AGC assembler uses unusual mnemonics, so it can be difficult to understand for someone who doesn't know the architecture.

The CPU has onle accumulator which instructions act on. The argument is normally an address. The relevant instructions for this code snippet is:

AD - Add the value pointed to by the argument to the accumulator

TS - Transfer to storage. Write the accumulator to the argument

TCF - Transfer control to fixed memory. Jumps to an instruction in fixed storage

DOUBLE - Assembler macro compiling to AD A. I.e. double the accumulator.

XCH - This exchanges the value in the accumulator with the argument

INDEX - Adjust the address used in the next instruction by the argument

COM - Complements the accumulator. Note that the AGC uses one's complement arithmetic, so this negates the value.

EXTEND - Indicate that the next instruction is an extended instruction

MP - Multiply the accumulator with the argument

The final instruction is TS Q which jumps to the location stored in the Q register. This is the return address which is updated by the TS instruction. In other words, TS can be used both as a regular jump as well as being used as a function call, depending on what the destination does with the Q register.

I hope this helps you analyse the code further. I haven't spent much time looking at the code itself, so I am not going to attempt an analysis right now.


Also note that the constants (HALF, LIMITS, C3/2, C5/2, C1/2, etc) are defined in another source file: https://raw.githubusercontent.com/chrislgarry/Apollo-11/a135...


Thanks fur the details!

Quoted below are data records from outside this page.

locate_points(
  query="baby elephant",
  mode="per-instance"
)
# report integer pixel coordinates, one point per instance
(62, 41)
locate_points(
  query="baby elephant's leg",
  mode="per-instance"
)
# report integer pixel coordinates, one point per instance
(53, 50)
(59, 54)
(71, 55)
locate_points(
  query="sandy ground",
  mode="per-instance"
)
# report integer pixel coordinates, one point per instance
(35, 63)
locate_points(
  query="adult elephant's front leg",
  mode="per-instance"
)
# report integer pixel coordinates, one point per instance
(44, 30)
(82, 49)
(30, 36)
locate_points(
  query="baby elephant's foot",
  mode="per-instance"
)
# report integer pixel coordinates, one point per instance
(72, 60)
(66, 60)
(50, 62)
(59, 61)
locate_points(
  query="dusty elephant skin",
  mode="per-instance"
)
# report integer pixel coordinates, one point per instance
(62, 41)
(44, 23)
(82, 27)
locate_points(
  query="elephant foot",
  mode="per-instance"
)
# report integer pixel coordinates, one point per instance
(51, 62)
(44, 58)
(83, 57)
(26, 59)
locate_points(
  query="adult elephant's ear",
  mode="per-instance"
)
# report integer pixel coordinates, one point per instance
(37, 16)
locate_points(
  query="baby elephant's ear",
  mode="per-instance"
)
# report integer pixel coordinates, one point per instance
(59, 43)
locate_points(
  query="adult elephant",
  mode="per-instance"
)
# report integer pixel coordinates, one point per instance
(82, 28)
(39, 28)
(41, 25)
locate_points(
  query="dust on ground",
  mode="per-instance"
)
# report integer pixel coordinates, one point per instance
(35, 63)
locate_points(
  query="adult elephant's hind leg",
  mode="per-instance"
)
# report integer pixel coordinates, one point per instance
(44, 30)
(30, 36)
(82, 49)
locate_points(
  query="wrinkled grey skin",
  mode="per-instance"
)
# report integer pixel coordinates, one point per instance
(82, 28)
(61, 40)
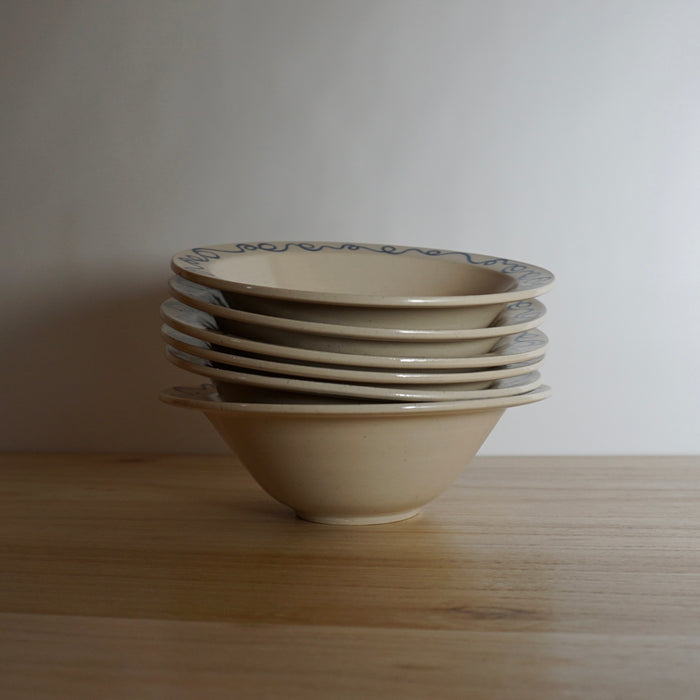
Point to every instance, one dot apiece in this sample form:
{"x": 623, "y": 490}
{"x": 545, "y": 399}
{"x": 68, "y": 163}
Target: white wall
{"x": 564, "y": 133}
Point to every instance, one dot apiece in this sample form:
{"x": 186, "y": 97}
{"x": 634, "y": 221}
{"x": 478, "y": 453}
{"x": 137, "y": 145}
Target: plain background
{"x": 563, "y": 133}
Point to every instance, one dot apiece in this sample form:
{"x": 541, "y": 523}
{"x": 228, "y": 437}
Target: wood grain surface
{"x": 176, "y": 576}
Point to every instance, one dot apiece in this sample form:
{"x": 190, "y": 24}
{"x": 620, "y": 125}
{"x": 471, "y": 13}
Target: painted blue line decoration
{"x": 528, "y": 276}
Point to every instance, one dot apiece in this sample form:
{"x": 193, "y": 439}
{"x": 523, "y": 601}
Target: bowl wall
{"x": 355, "y": 469}
{"x": 448, "y": 318}
{"x": 359, "y": 346}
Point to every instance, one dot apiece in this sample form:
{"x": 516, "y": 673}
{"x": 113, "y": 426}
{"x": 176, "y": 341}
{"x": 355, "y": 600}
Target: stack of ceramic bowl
{"x": 355, "y": 381}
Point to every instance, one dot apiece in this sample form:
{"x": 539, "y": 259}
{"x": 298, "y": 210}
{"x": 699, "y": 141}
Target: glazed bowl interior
{"x": 363, "y": 273}
{"x": 351, "y": 464}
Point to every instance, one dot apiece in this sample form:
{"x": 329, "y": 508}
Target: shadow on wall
{"x": 85, "y": 377}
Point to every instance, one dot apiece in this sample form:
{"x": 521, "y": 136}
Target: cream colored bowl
{"x": 352, "y": 464}
{"x": 478, "y": 379}
{"x": 354, "y": 339}
{"x": 362, "y": 274}
{"x": 228, "y": 380}
{"x": 522, "y": 347}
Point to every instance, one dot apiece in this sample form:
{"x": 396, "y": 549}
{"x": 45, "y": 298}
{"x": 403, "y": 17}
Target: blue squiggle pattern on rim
{"x": 196, "y": 259}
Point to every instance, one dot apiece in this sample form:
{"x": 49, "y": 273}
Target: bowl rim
{"x": 195, "y": 264}
{"x": 183, "y": 341}
{"x": 504, "y": 352}
{"x": 205, "y": 398}
{"x": 203, "y": 299}
{"x": 507, "y": 386}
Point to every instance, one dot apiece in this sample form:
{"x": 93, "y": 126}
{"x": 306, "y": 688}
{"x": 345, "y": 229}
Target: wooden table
{"x": 177, "y": 577}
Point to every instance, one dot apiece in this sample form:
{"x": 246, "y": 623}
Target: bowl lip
{"x": 205, "y": 398}
{"x": 504, "y": 352}
{"x": 183, "y": 341}
{"x": 507, "y": 386}
{"x": 196, "y": 298}
{"x": 195, "y": 263}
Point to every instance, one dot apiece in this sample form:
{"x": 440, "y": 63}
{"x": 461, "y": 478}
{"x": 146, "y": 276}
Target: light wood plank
{"x": 162, "y": 576}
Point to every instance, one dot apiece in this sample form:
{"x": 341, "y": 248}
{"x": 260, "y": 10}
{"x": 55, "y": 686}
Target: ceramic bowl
{"x": 227, "y": 380}
{"x": 355, "y": 339}
{"x": 352, "y": 464}
{"x": 522, "y": 347}
{"x": 479, "y": 379}
{"x": 362, "y": 274}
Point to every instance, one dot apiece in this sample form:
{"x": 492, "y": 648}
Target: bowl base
{"x": 378, "y": 519}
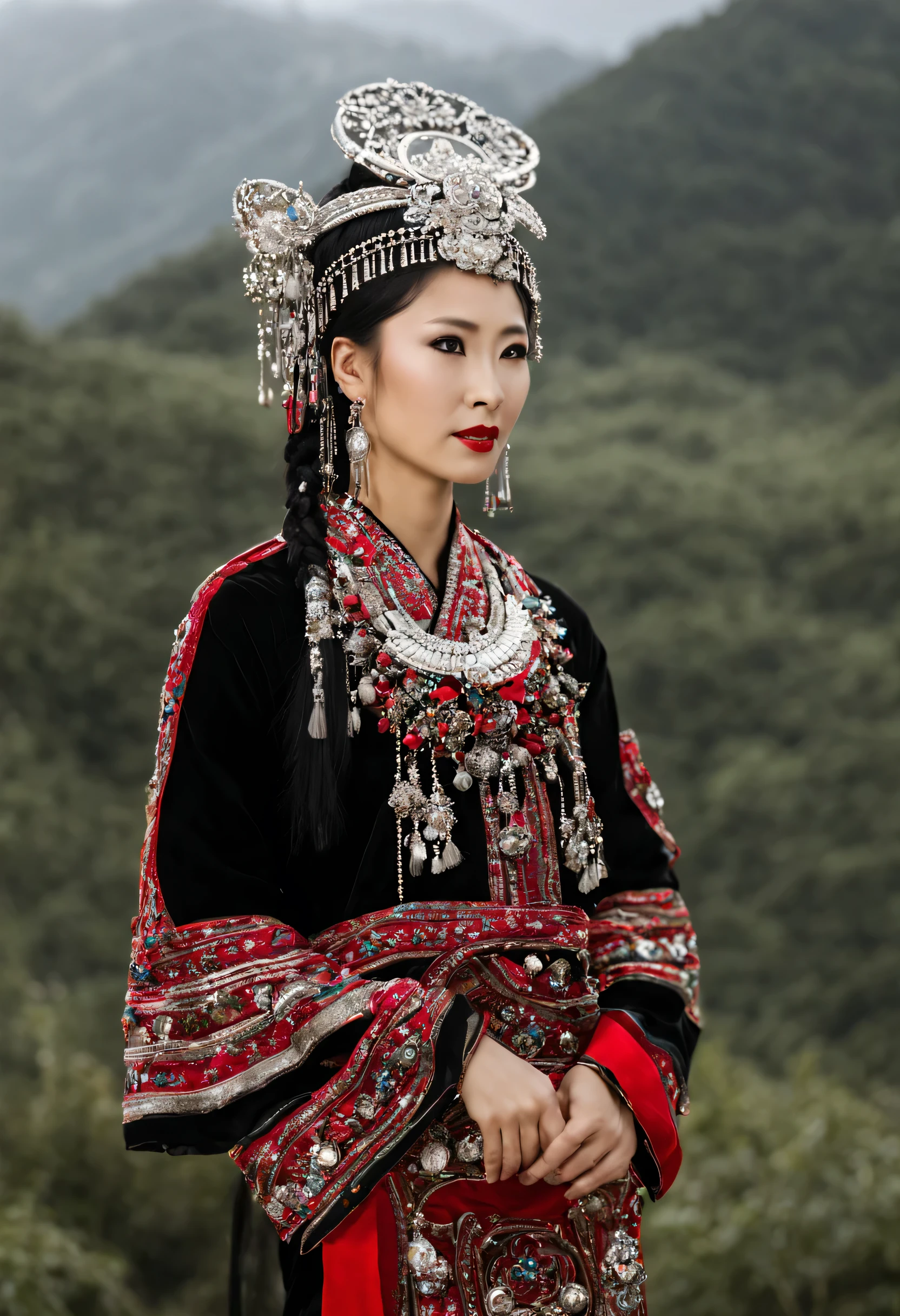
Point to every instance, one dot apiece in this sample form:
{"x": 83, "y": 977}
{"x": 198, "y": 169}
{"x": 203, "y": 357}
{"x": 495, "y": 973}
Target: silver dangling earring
{"x": 502, "y": 501}
{"x": 358, "y": 446}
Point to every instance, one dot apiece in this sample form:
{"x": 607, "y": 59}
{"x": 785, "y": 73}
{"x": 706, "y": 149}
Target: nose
{"x": 484, "y": 387}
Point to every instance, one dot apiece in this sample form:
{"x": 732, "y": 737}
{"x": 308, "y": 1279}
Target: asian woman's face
{"x": 445, "y": 381}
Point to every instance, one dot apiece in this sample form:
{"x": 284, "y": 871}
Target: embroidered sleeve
{"x": 643, "y": 949}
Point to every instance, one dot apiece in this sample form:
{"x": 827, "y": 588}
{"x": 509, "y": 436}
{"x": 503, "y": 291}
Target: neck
{"x": 416, "y": 507}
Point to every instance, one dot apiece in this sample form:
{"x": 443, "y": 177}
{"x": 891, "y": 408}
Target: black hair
{"x": 316, "y": 766}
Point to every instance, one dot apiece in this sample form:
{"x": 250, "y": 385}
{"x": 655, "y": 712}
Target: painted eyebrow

What kind of format does SINGLE PRECISION refer to here?


Single precision is a 15-bit fixed point number in the range between -1 and 1. Apparently in most cases this was enough for moon flights. There was also double and triple precision that were used sometimes.

Of course, in many places in the code you need values outside of this range and the actual number represented is scaled by some factor. However, the CPU has no internal representation of the scale factor (i.e. the exponent bits in a floating point number) so the programmer had to manually manage this.

I can strongly recommend this book, if you're interested in the AGC: http://www.apolloguidancecomputer.com/


Thanks, I was already searching for what the opcodes meant.


Fermat's Library is an annotation platform, so there are annotations on the linked version - click on the circles (or rectangles, depending on whether the side panel is open) on either side of the document to see the annotations.


Ah nice. Although a line by line walkthrough would be nicer.


This is how big the full printout looked compared to the author:

https://news.mit.edu/2016/scene-at-mit-margaret-hamilton-apo...


Each one of those bound 'books' is a complete full printout. That photo shows a bunch of different revisions / programs stacked up. Here's one complete listing in a book printout being discussed by one of the original authors Don Eyles. https://www.youtube.com/watch?v=H0ITFbDuJz0

Scan of Luminary - Lunar Module source code https://archive.org/details/Luminary99001J2k60/page/n979/mod...


If you follow the link to github, there is much more.